Parks Library Architectural History

Construction began on the Iowa State College Library in April of 1923, at an estimated cost of $400,000. The firm of Proudfoot, Bird and Rawson designed the original building in a classic revivalist style. Sugarman Construction finished building the library in 1925.

Brooks-Borg, a successor firm of the original architects, designed two additions to the original library. In 1961, the Howard Thomas Construction Company built the addition to the north*. In 1969, the Weitz company built the addition to the west.

In 1983, Charles Herbert and Associates designed the most recent addition. Story County Construction completed construction that same year. The design integrates the traditional limestone facade of the original building and interior spaces of the library with a large south facing addition featuring a glass curtain wall providing panoramic views of campus from every floor. The library is 325,488 total square feet.

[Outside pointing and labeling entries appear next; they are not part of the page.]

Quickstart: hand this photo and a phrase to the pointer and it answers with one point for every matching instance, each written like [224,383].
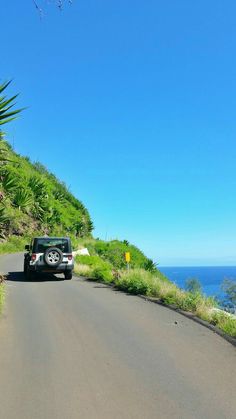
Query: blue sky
[133,105]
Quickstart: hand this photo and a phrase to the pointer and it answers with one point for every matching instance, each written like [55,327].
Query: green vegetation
[34,200]
[193,285]
[107,264]
[229,288]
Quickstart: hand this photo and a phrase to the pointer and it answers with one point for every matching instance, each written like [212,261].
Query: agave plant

In 1984, the building was named the William Robert Parks and Ellen Sorge Parks Library after the university's eleventh president and his wife.

Before 1925, Old Main first held the collections from 1868 to 1892. In 1892 they moved to Morrill Hall. In 1914, the collections relocated to what is now Beardshear Hall (then known as Central Hall).

 

Photograph of a large windowed wall with sunlight peeking in and students seated by the wall taken from stairs in the library.